Amnesty rivela che, il più grande esportatore di petrolio al mondo ha giustiziato almeno 2.208 persone negli ultimi tre decenni. Quasi la metà (48,5%) erano cittadini stranieri, per lo più lavoratori migranti provenienti da paesi asiatici, che costituiscono un terzo della popolazione. "A molti è stata negata adeguata assistenza nella traduzione durante il processo e sono stati costretti a firmare delle confessioni in documenti che non capivano", dice il rapporto.

Alcuni esperti dicono che il numero dei giustiziati è salito drammaticamente dopo l'arrivo al trono di Re Salman nel mese di gennaio.

Il regno del deserto è uno dei tre paesi che ricorrono di più alla pena di morte, dopo la Cina e l'Iran, ma in forma particolarmente crudele: il più delle volte la decapitazione avviene con la spada nelle piazze.
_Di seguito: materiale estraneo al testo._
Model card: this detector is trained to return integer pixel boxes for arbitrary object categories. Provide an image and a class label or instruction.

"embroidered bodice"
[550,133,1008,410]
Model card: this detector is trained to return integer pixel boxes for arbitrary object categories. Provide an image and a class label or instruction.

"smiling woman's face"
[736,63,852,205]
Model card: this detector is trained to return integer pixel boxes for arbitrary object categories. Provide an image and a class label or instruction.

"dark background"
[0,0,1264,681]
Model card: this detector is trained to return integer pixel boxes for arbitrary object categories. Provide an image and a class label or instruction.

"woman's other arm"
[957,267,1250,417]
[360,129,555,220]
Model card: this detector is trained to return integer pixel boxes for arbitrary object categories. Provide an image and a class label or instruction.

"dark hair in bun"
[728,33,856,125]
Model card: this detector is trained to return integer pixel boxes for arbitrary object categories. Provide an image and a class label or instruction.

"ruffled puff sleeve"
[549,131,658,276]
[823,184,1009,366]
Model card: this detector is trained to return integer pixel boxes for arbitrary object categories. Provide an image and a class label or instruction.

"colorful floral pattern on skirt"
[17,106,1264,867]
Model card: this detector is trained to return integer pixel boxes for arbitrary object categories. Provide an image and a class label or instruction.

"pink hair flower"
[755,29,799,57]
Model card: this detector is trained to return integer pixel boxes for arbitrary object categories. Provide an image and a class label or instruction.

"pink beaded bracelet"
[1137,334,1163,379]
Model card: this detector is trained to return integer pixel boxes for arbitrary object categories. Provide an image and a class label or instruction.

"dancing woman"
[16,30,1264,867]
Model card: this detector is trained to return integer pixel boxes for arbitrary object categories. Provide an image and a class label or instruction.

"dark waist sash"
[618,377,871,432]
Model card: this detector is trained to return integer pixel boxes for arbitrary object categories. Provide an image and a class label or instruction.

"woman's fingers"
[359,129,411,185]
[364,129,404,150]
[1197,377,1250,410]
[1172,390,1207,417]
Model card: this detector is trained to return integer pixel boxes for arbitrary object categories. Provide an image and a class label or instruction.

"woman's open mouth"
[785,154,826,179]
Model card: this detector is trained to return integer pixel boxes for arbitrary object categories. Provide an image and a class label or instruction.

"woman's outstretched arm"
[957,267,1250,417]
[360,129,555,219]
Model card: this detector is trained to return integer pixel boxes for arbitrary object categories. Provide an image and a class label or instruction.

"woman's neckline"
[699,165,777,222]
Amnesty, che si batte per l'abolizione della pena di morte, rivela che un terzo di tutte le esecuzioni dal 1985 sono state imposte per reati che non possono essere considerati tra i "crimini più gravi secondo il diritto internazionale”. Quasi la metà dei casi per crimini che non hanno causato morti.

Spesso le famiglie dei condannati a morte scoprono la sorte dei loro cari solo dopo che sono stati “eseguiti”, a volte per le informazioni diffuse attraverso i media.

Tra i minori uccisi ci sono anche le persone con disabilità mentali, per i quali il diritto internazionale, di cui l'Arabia Saudita è firmataria, vieta tale punizione.

I funzionari sauditi respingono le critiche sull’uso della pena di morte sulla base del fatto che le sentenze sono eseguite in conformità della sharia (legge islamica) e nel rispetto dei più elevati standard, con la garanzia di un processo equo. Ma la realtà è che il paese non ha un codice penale e lascia la definizione dei reati e delle pene all'interpretazione dei giudici, condannando spesso unicamente sulla base di sospetti e confessioni. Il sistema non garantisce il consulente legale al detenuto.

"Dire che la pena di morte in Arabia Saudita si svolge in nome della giustizia e in conformità del diritto internazionale non può essere più lontano dalla verità.

Invece di difendere la storia atroce del paese, le autorità saudite dovrebbero urgentemente stabilire una moratoria ufficiale sulle esecuzioni e migliorare gli standard internazionali per un processo equo in tutti le cause criminali" suggerisce Boumedouha.